The existing line that I want to replace is:
app.activeDocument.flatten();
which works fine but isn't what I want.
I need to change it to a line that instead selects the background layer. From the scripts I've seen I've tried variations of this:
docRef.activeLayer = docRef.layers["Background”];
That line seems to work when I run it on its own in a minimal test script but when I paste it into the script get an "Unterminated string constant" error. I thought that would be a missing quote mark but that doesn't seem to be the case.
The var docRef is defined earlier so I don't think that's the problem.

So currently I need to find what may be wrong with the new line or find an alternative. And while I'm at I also need to write a line to change a file from 16 bpc to 8 bpc. A little progress but a way to go yet.
 
I haven't done any JS for years, but I couldn't help but notice a curly quote in your pasted line.
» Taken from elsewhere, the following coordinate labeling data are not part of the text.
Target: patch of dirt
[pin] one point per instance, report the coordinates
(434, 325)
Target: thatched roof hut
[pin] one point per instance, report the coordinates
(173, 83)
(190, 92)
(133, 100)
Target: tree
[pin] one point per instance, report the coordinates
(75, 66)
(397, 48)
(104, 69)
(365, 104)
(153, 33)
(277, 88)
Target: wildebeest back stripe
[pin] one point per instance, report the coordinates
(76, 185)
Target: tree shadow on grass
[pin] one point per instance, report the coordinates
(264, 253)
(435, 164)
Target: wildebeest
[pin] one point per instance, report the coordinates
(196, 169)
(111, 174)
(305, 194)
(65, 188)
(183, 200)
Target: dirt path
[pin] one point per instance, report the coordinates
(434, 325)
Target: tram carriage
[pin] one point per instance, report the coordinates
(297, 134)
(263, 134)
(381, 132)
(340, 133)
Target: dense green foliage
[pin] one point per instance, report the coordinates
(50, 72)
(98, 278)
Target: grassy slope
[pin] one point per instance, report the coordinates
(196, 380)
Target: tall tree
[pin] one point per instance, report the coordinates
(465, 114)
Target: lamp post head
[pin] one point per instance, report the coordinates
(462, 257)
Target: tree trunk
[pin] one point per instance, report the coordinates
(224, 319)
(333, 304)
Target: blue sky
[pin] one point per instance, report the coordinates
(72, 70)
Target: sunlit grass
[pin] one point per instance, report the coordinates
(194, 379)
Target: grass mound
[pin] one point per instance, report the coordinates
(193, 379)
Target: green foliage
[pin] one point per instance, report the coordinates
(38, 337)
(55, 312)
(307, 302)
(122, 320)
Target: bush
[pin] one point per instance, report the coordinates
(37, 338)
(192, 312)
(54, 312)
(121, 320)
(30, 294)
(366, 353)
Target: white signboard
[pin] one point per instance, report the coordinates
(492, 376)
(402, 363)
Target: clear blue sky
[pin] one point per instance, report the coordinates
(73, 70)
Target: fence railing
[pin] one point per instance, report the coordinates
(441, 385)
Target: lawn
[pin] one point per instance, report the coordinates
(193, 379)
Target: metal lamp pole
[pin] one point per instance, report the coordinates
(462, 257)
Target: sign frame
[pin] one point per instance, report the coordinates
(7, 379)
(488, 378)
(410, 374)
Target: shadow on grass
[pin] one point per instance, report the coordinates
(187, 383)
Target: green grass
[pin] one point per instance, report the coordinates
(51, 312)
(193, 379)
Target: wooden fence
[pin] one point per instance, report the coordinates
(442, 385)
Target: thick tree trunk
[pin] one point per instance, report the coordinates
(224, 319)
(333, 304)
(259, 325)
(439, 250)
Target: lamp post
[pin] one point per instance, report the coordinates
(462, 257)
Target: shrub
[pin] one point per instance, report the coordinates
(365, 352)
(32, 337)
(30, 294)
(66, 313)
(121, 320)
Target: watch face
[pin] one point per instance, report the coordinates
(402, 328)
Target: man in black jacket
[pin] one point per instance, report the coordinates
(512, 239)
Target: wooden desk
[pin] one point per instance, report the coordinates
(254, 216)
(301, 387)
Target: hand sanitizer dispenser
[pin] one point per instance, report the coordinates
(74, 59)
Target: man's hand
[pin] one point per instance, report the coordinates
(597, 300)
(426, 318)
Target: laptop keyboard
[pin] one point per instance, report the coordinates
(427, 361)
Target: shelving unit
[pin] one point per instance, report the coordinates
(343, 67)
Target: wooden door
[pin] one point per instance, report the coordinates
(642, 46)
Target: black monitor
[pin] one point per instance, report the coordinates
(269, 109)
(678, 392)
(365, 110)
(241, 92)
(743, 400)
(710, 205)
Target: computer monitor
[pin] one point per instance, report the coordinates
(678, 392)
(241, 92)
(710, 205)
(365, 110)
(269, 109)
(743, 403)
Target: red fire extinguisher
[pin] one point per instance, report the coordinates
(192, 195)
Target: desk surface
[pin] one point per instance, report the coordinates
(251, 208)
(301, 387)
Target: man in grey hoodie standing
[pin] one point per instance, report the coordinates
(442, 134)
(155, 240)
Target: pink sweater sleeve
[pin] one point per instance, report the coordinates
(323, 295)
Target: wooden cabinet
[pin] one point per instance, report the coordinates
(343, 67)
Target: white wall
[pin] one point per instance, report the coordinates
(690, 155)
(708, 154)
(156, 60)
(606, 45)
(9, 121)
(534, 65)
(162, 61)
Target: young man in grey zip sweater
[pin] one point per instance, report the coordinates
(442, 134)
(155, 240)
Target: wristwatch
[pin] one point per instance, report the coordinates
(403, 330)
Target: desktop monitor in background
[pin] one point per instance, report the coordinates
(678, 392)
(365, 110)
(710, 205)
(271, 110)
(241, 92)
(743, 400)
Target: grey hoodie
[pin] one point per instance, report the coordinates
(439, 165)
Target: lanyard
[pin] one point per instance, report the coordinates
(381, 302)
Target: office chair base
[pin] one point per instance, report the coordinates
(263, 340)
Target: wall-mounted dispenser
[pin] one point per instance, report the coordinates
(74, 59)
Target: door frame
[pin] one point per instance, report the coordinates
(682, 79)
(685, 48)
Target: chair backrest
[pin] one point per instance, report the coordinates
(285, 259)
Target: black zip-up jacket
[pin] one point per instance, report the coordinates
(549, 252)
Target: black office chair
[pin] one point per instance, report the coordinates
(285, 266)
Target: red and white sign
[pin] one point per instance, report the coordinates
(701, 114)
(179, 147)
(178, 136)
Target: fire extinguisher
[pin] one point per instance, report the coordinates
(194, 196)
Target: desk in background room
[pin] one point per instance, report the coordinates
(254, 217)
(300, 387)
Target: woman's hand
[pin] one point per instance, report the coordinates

Could be it?
 
I haven't done any JS for years, but I couldn't help but notice a curly quote in your pasted line. Could be it?
Well spotted! Thanks. My Mac does this, annoys Excel too, and I should really have learned to spot them by now. I'll test to see if that's the problem this evening and report back.
 
Many thanks Victoria - the curly quote was indeed the problem and the script is working nicely now. Very nice to get 100 massive files cropped while I make a coffee!